Na naszym podwórku z zabawkami audio każdy przynosi to, co mu się trafi ło. Większość myśli, że weszła w posiadanie swoich klocków w pełni świadomie, ale od samego początku – a zwłaszcza na początku – jest w tym dużo przypadkowości.
Pierwszy sprzęt (raczej sprzęcik) dostaliśmy od rodziców, zobaczyliśmy u kolegów, co często kierowało naszą uwagę w określoną stronę, a na późniejsze wybory też często miały wpływ czynniki losowe, nawet nieuświadomione. Z czasem nabieraliśmy doświadczenia, co mogło nas prowadzić nie tylko do różnych wniosków, wciąż zależnych od punktu wyjścia i zawsze selektywnego, indywidualnego zbioru obserwacji, ale też do różnego sposobu ich formułowania i wyrażania. I tutaj do gry wchodzą kolejne elementy – naszych osobowości, charakterów, talentów i upośledzeń, po części dziedziczonych, nabywanych albo pojawiających się "nie wiadomo skąd".
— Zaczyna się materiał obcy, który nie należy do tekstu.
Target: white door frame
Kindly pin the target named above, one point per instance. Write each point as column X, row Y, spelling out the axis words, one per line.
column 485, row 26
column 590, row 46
Chociaż miłośnicy wzmacniaczy lampowych, gramofonów, akcesoriów i odsłuchów będą częściej humanistami, a zwolennicy tranzystorów, techniki cyfrowej i pomiarów częściej mają wykształcenie techniczne, to wcale nie jest to regułą. Podział na takie obozy nie jest też ostry, a jeszcze mniej przekłada się na styl wypowiedzi. Przedstawiciele nauk ścisłych częściej prezentują większą dyscyplinę metodologiczną; humaniści – elokwencję i bogaty język, ale nawet wykształcenie nie jest gwarancją ani jednego, ani drugiego, a tym bardziej – kultury.
Gdy górę biorą emocje, dyscyplina zamienia się w wulgarność, a elokwencja – w bezczelność. Jednak stwierdzanie faktów nie jest wulgarnością, a logiczne dowodzenie – bezczelnością. Jeżeli wasz sprzęt coraz mniej się wam podoba, szwankuje na różne sposoby, strzela przepięciami w głośnikach, a ostatnio nawet "kopie prądem", nie usprawiedliwiajcie tego jakoby szlachetną, minimalistyczną konstrukcją, brakiem sprzężenia zwrotnego, układów zabezpieczających i uziemienia – to niebezpieczny dla życia, źle zaprojektowany i źle wykonany złom. I już nieważne, czy lampowy, czy tranzystorowy, analogowy czy cyfrowy.
Niezależnie od swoich upodobań, sentymentów, nawet od pięknego (zawsze subiektywnie) brzmienia – teraz macie zupełnie nowe, może najważniejsze, obiektywne doświadczenie. Wcześniej mogliście nie wiedzieć... Teraz już wiecie. Może gdybyście obchodzili się z nim bardziej "ostrożnie", zamknęli w szafi e przed innymi użytkownikami, a najlepiej w ogóle wyłączyli i tylko od czasu do czasu oglądali – to dałoby się wytrzymać? Ale przecież nie kupujemy sprzętu po to, aby się go bać.